Si aprono domattina le votazioni per eleggere il nuovo capo dello stato e quando mancano 24 ore alla prima chiama, impazza il tradizionale “toto-Quirinale”. Il segretario del PD, Pierluigi Bersani, e il leader del centro-destra, Silvio Berlusconi, sarebbero ormai in contatto costante telefonico, per stringere sui nomi per l’intesa. Il primo avrebbe presentato o starebbe per presentare al Cavaliere una rosa ristretta di soli quattro nomi: Giuliano Amato, Massimo D’Alema, Franco Marini e Anna Finocchiaro. Si tratta tutte di personalità non sgradite all’ex premier, il quale valuterebbe con favore, in particolare, i nomi di Amato e D’Alema, ma giura ai suoi che avrebbe tifato anche per Marini, solo che non lo vogliono proprio quelli del PD. E nel borsino delle elezioni, salgono proprio le quotazioni di Amato e D’Alema, mentre scendono quelle degli altri due, bruciati dalla dichiarazione di guerra di Matteo Renzi.
Due restano le incognite principali di queste ore? Votare subito il nome dell’intesa o attendere il quarto scrutinio, quando basterà la maggioranza assoluta degli aventi diritto? In teoria, PD, PDL e Lega Nord avrebbero una nettissima maggioranza anche già al primo giro, con oltre 100 voti di vantaggio sui 672 necessari.

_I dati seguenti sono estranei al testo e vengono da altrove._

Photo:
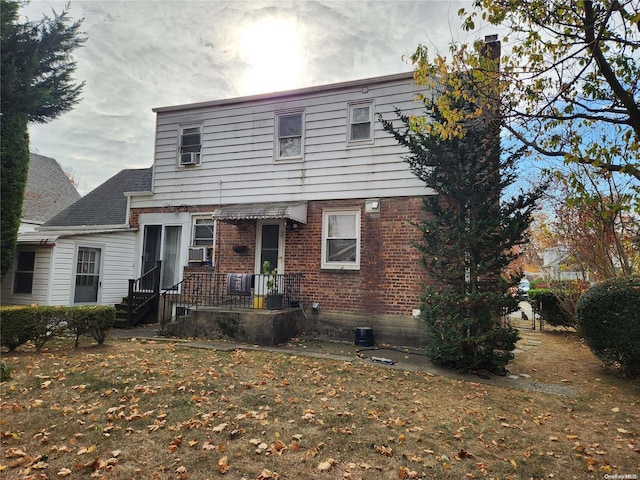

Tuttavia, la storia dei franchi tiratori dimostrerebbe come possa essere rischioso puntare con sicurezza su un nome alla prima votazione, per cui potrebbe essere necessario attendere la quarta votazione, per non bruciare nessuno.
Altro aspetto non secondario è la reazione degli elettori del PD a quello che sarebbe avvertito un “inciucio”. Di fatto, presentando quali propri nomi la Gabanelli e Stefano Rodotà, Beppe Grillo ha messo Bersani e il PD nell’angolo, perché si tratta di due personalità molto gradite alla base del centro-sinistra, il quale si troverebbe nell’imbarazzo di dovere andare contro al proprio elettorato, quando il ritorno alle urne sembra in ogni caso vicino.
Di certo, con l’elezione di Amato o D’Alema al Quirinale si avvierebbe la formazione di un governissimo PD-PDL a guida Bersani, ma che durerebbe pochi mesi, per ridare la parola agli italiani.